The price translates to NT$1.88 million per ping, a 37 percent drop from the NT$2.98 million per ping recorded in July 2013 on the government’s property transactions Web site.
“The foreclosed price is not available on the regular market and therefore will not become a benchmark,” Taiwan Realty vice chairman Jack Chou (周鶴鳴) said, adding that it is not fair to compare good assets with bad ones that usually entail higher risk.
Foreclosed apartments might require expensive renovation and buyers often have difficulty evicting existing occupants, Chou said.
Property investors, the main players in the foreclosure market, usually put foreclosed apartments back on the market after giving them a facelift to make a profit, Chou said.
Though the court promises a walk-through, uncertainty lingers over whether the winning bidder would be able to take control of the apartment without the existing occupants protesting, Sinyi Realty Inc (信義房屋) research manager Tseng Ching-der (曾敬德) said.
“The uncertainty scared away prospective buyers in the earlier auctions and accounted for the below-par price at the third attempt,” Tseng said.
The below-par price would increase the chance of a profit later, due to the desirability of apartments in popular and convenient locations, Tseng said.
The Palace is on Renai Road close to Taipei’s Daan Forest Park and its mass rapid transit station.
H&B Realty Co (住商不動產) head researcher Jessica Hsu (徐佳馨) voiced concern that luxury housing more than 10 years old could become increasingly unattractive in light of the deal.
While the foreclosed price might not be the norm, it suggests an unmistakable downturn in luxury housing prices, Hsu said, adding that the trend is particularly evident in Taipei due to high holding costs.

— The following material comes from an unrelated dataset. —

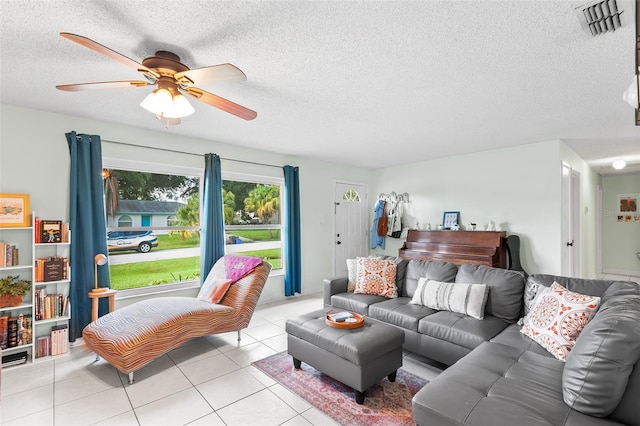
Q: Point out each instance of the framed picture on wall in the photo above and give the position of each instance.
(14, 210)
(449, 219)
(628, 203)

A pre-sale luxury apartment in Taipei’s Shihlin District (士林) was sold for NT$2.07 million per ping in November last year, the highest in the neighborhood, according to the latest government data.
It remains to be seen if the record rates can be sustained given the sluggish market, Sinyi Realty said.
The central bank has capped mortgage lending at 60 percent for luxury homes after easing credit controls on land financing and second homes in popular areas.